# My new portfolio



## dalkarls (Jul 11, 2013)

Hi guys! I was looking for a good photography site and I stumbeld across this one so I'm introducing myself by showing you guys my portfolio Portfolio of Christoffer Dalkarls

I'm a photographer from Sweden who recently graduated from Gamleby Photography in Sweden, I mainly favor surreal images and tend to do mostly conceptual photograpy myself, but I also like fashion and more traditional commercial from time to time. Let me know what you think 

Regards, Christoffer


----------



## Tony S (Jul 11, 2013)

Post up some of your pictures here as a lot of folks won't go off the Forum to view websites of someone who has not participated here yet.


----------



## urahara (Jul 12, 2013)

Since you didn't provide us with a specific photo to discuss I'll take my pick on the one that got my eye.
In the photo of the man "dressed" with the numerous babies (a concept and execution that I like very much) light direction puzzles me. Your model seems to be light from top left, but several babies have the shadow on the left and I don't see any babies cast a shadow to a nearby baby. Well, I'm not saying that this is not a great photo, but after taking a few moments enjoying the photo itself my eyes started to wonder around these small details.

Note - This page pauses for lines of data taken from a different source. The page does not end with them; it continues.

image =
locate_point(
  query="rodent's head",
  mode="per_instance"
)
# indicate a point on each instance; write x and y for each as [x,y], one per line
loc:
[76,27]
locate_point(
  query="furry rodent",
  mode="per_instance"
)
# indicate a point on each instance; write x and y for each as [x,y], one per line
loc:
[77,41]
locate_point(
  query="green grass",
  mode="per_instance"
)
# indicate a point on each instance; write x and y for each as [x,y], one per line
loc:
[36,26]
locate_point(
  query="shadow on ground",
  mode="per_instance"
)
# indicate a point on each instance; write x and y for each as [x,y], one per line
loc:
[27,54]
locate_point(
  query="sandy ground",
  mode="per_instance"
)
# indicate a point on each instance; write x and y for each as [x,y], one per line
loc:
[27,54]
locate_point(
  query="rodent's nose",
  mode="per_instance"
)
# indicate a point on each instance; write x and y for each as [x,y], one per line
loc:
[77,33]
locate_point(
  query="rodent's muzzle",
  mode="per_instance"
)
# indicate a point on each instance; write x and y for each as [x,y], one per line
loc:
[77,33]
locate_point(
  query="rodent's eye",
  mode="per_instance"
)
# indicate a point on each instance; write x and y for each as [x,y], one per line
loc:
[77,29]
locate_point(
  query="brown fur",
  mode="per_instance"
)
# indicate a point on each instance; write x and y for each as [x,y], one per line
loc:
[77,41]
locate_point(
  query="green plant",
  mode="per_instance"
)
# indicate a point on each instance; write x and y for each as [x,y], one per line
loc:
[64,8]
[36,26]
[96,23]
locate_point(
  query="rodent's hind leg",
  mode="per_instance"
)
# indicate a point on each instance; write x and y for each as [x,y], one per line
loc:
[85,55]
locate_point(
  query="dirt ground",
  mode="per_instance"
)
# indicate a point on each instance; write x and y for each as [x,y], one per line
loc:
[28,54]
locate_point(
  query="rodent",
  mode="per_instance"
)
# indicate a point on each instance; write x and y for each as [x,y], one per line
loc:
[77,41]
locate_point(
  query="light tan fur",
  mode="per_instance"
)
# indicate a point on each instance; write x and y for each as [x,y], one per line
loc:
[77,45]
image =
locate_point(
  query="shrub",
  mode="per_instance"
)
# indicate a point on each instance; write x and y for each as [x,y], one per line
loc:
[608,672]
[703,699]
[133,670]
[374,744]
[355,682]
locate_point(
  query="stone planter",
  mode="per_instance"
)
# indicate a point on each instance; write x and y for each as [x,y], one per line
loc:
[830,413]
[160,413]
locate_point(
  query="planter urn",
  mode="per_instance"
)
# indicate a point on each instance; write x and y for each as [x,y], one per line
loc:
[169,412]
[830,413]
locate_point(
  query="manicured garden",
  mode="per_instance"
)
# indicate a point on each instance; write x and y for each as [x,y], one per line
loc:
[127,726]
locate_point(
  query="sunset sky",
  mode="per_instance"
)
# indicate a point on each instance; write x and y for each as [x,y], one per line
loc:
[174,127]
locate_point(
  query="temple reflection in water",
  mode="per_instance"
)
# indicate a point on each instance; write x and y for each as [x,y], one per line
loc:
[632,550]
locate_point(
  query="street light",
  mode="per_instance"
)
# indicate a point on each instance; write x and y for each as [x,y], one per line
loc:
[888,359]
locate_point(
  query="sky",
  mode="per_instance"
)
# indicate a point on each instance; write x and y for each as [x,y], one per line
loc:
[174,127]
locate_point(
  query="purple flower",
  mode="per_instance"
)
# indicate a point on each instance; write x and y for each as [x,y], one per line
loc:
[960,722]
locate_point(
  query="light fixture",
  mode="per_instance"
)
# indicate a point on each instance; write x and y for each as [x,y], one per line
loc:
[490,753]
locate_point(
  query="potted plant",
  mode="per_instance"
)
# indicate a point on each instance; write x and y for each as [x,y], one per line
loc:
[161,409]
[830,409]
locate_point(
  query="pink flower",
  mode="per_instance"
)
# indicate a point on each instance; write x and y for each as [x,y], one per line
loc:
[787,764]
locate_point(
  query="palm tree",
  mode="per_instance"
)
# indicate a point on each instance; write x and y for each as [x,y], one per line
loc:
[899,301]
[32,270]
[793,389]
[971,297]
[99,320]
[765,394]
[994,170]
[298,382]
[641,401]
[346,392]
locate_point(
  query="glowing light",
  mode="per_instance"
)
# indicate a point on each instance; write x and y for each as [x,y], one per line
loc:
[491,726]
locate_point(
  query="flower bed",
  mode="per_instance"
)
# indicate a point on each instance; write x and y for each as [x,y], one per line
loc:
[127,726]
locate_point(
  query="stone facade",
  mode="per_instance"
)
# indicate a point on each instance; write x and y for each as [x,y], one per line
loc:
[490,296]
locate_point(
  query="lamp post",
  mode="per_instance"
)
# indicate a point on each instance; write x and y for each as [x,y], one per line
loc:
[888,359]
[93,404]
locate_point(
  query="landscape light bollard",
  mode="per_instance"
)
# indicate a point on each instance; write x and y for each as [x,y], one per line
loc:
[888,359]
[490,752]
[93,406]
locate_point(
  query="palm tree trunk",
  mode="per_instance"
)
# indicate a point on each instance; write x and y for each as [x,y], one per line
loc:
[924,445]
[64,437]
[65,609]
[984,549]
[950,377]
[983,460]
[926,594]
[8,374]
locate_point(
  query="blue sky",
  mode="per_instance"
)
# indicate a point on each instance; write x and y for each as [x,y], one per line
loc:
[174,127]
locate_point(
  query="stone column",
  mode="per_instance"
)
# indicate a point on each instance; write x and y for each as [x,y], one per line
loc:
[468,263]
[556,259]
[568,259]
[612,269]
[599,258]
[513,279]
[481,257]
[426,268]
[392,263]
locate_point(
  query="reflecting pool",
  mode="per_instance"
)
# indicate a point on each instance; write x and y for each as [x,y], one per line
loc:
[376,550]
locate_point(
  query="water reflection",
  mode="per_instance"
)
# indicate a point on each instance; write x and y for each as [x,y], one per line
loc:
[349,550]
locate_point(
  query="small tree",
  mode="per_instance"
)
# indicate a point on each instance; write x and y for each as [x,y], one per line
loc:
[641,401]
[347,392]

Your overall work seems inspired and very good.

Welcome


----------



## ktan7 (Jul 12, 2013)

Checked out your website. Not too bad. But future, post your photographs here. Thanks!


----------



## jessica_t (Jul 28, 2013)

wow I think your work is awesome! unlike anything I have seen on this forum so far!


----------



## cgipson1 (Jul 28, 2013)

A lot of it is more Graphic Art than photography.... you are good at photoshop (or whatever software you use... no doubt!)


----------